Figure 9. A neighbourhood consensus CNN operates on the 4D space of feature matches. The first 4D convolutional layer filters span 𝒩A×𝒩B, the Cartesian product of local neighbourhoods 𝒩A and 𝒩B in images A and B respectively. The proposed 4D neighbourhood consensus CNN can learn to identify the matching patterns of reliable and unreliable matches, and filter the matches accordingly
IMG/rocco3.png

Compressing the Input for CNNs with the First-Order Scattering Transform

Participants : Edouard Oyallon, Eugene Belilovsky, Sergey Zagoruyko, Michal Valko.

In [16], we study the first-order scattering transform as a candidate for reducing the signal processed by a convolutional neural network (CNN). We study this transformation and show theoretical and empirical evidence that in the case of natural images and sufficiently small translation invariance, this transform preserves most of the signal information needed for classification while substantially reducing the spatial resolution and total signal size. We show that cascading a CNN with this representation performs on par with ImageNet classification models commonly used in downstream tasks such as the ResNet-50. We subsequently apply our trained hybrid ImageNet model as a base model on a detection system, which has typically larger image inputs.

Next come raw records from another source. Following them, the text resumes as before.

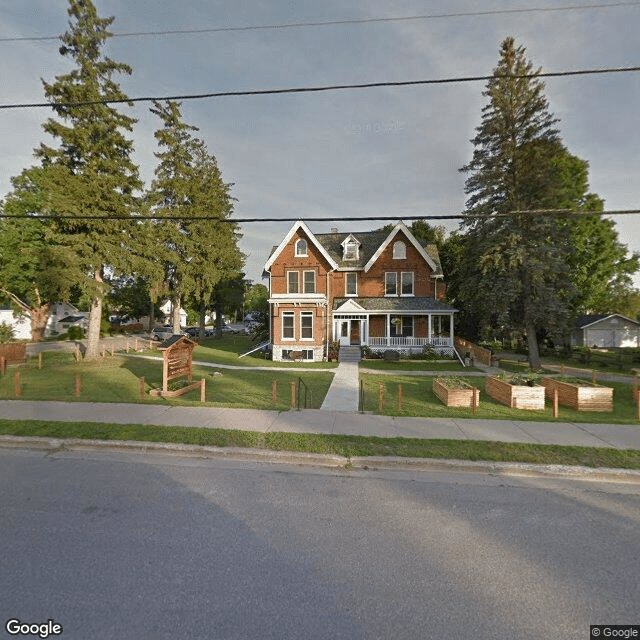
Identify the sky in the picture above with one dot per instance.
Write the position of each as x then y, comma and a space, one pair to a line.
390, 151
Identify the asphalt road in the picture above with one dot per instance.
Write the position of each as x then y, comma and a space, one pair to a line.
137, 546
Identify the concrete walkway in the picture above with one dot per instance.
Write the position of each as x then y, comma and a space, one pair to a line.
329, 422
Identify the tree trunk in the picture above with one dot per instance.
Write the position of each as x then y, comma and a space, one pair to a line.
95, 319
39, 317
176, 313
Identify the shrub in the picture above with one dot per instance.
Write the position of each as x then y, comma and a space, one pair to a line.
75, 333
6, 332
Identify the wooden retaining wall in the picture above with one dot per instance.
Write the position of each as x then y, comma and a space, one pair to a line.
580, 397
516, 396
456, 397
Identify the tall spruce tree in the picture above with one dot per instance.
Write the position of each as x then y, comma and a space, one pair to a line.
515, 273
97, 176
198, 254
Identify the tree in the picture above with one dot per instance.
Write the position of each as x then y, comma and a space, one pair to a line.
515, 273
36, 269
96, 176
197, 241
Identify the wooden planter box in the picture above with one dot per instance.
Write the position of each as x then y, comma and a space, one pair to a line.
456, 397
582, 397
516, 396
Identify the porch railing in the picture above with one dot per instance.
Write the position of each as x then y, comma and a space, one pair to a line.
407, 341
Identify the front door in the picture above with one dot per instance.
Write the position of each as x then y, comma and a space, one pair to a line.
354, 334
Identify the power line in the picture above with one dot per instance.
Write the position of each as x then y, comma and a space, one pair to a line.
335, 87
458, 216
345, 21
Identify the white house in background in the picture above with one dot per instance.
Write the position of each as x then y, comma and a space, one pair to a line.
21, 324
612, 330
61, 316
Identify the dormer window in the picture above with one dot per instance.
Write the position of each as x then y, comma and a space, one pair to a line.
350, 248
399, 250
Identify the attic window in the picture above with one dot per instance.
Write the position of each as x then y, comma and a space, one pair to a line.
350, 247
399, 250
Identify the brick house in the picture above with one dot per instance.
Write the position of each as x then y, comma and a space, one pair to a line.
378, 289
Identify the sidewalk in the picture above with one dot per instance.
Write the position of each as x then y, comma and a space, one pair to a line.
329, 422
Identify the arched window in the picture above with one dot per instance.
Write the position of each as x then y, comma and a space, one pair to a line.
399, 250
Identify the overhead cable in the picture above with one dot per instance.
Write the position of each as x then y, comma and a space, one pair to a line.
335, 87
345, 21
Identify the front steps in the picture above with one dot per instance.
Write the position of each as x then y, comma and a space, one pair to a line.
349, 354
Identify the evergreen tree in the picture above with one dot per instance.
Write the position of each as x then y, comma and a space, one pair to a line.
515, 273
97, 177
197, 254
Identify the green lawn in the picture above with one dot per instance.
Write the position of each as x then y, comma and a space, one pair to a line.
117, 379
226, 350
418, 399
344, 445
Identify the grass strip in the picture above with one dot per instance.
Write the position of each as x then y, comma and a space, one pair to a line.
344, 445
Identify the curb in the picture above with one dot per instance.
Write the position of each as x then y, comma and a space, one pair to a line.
373, 463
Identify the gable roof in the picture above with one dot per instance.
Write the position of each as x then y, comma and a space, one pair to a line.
583, 322
312, 238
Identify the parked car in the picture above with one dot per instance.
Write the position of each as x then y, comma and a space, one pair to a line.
162, 333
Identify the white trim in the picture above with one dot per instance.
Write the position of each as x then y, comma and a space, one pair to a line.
401, 227
299, 225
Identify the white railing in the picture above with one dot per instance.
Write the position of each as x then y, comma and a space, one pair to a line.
400, 341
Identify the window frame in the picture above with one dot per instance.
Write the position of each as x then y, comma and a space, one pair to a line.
354, 275
395, 283
303, 315
292, 316
304, 281
297, 282
402, 283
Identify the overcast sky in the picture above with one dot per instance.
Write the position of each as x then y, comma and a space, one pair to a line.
348, 153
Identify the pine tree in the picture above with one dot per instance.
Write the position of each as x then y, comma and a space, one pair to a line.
515, 273
97, 176
197, 254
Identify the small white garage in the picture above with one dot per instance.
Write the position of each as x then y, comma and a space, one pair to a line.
606, 331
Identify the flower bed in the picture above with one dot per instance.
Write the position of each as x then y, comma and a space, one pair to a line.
581, 395
517, 396
454, 392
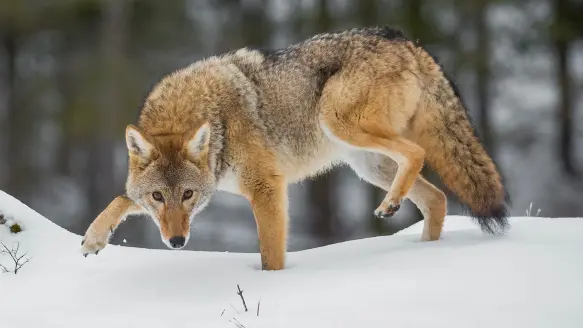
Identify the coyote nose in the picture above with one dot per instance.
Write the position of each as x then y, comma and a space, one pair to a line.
177, 241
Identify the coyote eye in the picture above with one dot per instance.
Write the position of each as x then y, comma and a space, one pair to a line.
187, 194
157, 196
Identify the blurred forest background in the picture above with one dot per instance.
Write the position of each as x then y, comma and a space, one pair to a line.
75, 72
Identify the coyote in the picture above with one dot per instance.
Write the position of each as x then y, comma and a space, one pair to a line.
250, 122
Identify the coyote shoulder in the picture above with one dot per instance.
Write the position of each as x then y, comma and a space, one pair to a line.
250, 122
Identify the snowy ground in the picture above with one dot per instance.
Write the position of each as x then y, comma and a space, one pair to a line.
530, 278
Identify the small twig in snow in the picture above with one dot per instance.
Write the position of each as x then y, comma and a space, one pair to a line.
17, 259
236, 323
232, 307
240, 293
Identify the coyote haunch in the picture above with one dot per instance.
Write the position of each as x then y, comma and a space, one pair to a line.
250, 122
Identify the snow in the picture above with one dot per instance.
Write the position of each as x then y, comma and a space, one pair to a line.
529, 278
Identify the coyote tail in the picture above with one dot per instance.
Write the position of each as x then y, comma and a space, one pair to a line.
453, 150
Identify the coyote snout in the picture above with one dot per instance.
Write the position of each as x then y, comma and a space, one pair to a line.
174, 228
177, 242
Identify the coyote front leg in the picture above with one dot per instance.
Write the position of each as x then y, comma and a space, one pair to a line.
102, 227
268, 197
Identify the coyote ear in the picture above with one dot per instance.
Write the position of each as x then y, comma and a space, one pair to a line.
199, 142
138, 143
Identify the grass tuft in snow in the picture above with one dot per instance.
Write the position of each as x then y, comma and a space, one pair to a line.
529, 211
240, 293
15, 228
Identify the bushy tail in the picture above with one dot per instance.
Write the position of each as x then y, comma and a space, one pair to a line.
443, 129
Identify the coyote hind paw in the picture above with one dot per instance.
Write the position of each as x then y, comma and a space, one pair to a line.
385, 212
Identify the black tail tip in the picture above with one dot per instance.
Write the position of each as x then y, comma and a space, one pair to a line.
495, 222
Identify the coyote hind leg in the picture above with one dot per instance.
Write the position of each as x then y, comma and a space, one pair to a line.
380, 171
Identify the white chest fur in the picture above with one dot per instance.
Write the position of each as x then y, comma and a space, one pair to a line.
229, 183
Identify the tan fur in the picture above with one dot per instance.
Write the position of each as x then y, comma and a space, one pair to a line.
251, 122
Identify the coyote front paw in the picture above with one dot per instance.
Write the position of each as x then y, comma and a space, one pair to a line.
94, 241
386, 210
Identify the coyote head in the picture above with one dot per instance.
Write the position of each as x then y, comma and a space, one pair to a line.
170, 177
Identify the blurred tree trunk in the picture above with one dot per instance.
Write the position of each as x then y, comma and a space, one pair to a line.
17, 123
114, 30
255, 24
483, 74
562, 44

On Pascal VOC and COCO detection tasks we deliver substantial improvements in the inference speed and training memory consumption compared to models trained directly on the input image.

Exploring Weight Symmetry in Deep Neural Networks

Participants : Xu Shell Hu, Sergey Zagoruyko, Nikos Komodakis.

In [27], we propose to impose symmetry in neural network parameters to improve parameter usage and make use of dedicated convolution and matrix multiplication routines. Due to significant reduction in the number of parameters as a result of the symmetry constraints, one would expect a dramatic drop in accuracy. Surprisingly, we show that this is not the case, and, depending on network size, symmetry can have little or no negative effect on network accuracy, especially in deep overparameterized networks. We propose several ways to impose local symmetry in recurrent and convolutional neural networks, and show that our symmetry parameterizations satisfy universal approximation property for single hidden layer networks. We extensively evaluate these parameterizations on CIFAR, ImageNet and language modeling datasets, showing significant benefits from the use of symmetry. For instance, our ResNet-101 with channel-wise symmetry has almost 25% less parameters and only 0.2% accuracy loss on ImageNet.